March | 2010 | Journeyman

Shields Up! (continued)

March 12, 2010 § 5 Comments

(Continued from the previous article: “Shields Up!”)

Here is where I think the argument to ‘check for null in all cases’ breaks down under the defensive programming paradigm. The best opportunity to check the state of m_pObjAPtr and s_pInstance is the moment SomeClass is created or requested. We want to identify the problem early to provide opportunities to correct or avoid issues when they happen. So you could write the following code:

1:

   2: SomeClass.h

   3: -----------

4:

   5: class SomeClass {

   6:     public:

   7:         static boost::shared_ptr<SomeClass> getInstance();

   8:         bool ReadyToBeUsed();

9:

  10:     private:

  11:         static boost::shared_ptr<SomeClass> s_pInstance;

  12:         ObjectAPtr m_pObjAPtr;

  13: };

14:

  15: SomeClass.cpp

  16: -------------

17:

  18: SomeClassPtr SomeClass::getInstance()

  19: {

  20:     if (!s_pInstance)

  21:     {

  22:         s_pInstance.reset( new SomeClass() );

  23:     }

24:

  25:     assert(s_pInstance->ReadyToBeUsed());

26:

  27:     return s_pInstance;

  28: }

29:

  30: SomeClass::SomeClass() {

  31:     m_pObjAPtr = GetFromFactory();

  32:     assert(m_pObjAPtr);

  33: }

34:

  35: bool SomeClass::ReadyToBeUsed() {

  36:     return (pObjAPtr) ? true : false;

  37: }

The new code checks the internal state of the SomeClass instance and asserts if there is a problem. Now SomeClass has a publically accessible method to validate its internal state. Given that you added the null check in the caller because the response from getInstance() cannot be trusted, by extension the same rule is applied to checking ReadyToBeUsed(). You could argue that the null check is enough, but lets be honest, just because it is not null, does not mean that it is usable. Especially considering that the object is leveraged by other systems since it is a singleton in this example. Checking for null is a very limited validation. This is an opportunity to further ensure that the object at the end of the pointer is usable. If you are truly concerned about dodging erroneous behaviours, you have to run ReadyToBeUsed() next to the null check in the callers code.
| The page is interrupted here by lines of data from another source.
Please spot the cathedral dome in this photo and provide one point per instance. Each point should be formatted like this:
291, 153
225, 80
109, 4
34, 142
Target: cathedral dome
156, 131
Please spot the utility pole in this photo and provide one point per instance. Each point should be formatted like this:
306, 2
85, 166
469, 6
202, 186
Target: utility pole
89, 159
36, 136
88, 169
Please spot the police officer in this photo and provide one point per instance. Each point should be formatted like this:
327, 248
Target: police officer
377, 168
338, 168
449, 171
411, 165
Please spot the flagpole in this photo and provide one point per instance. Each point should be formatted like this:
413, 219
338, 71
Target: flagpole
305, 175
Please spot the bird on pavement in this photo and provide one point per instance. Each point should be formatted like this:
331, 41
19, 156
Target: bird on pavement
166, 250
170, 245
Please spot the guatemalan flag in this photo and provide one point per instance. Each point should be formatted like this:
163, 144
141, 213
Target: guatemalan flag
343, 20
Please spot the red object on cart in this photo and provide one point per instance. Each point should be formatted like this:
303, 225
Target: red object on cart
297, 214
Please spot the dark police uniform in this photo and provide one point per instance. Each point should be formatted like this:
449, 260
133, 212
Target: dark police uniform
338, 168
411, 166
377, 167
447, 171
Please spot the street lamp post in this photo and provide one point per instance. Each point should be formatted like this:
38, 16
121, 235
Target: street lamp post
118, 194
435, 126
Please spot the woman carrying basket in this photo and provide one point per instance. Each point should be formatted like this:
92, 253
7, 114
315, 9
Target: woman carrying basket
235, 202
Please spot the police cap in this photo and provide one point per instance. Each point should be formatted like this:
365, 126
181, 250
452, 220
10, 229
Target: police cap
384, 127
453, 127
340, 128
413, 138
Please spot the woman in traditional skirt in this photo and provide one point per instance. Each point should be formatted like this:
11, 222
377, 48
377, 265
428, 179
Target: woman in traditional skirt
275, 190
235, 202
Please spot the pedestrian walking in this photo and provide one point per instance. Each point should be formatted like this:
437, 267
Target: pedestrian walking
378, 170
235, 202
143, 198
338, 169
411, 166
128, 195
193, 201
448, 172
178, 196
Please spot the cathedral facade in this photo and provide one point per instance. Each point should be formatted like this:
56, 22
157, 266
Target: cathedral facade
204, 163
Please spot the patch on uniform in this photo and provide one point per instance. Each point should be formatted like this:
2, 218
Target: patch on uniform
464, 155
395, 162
So now you have the following:

   1: MyCode.cpp

   2: ----------

   3: SomeClassPtr pLocal = SomeClass::getInstance();

4:

   5: if (pLocal && pLocal->ReadyToBeUsed()) {

   6:     pLocal->SomeMethod();

   7: }

An easy win and the code is safe right? Yes, but at what cost? The logic for what constitutes a valid instance of SomeClass is duplicated across two entities in the software. This would not be be much of a problem if SomeClass is only used once. In our code SomeClass is used in several places. Which means the validations for a valid SomeClass instance is duplicated across several systems. Should the requirements change for ReadyToBeUsed (perhaps passing flag for deep or shallow check of its member vars), or if a new entity needs checking before SomeClass (a user security check), you may need to edit each system and update each check – everywhere there is a response from getInstance().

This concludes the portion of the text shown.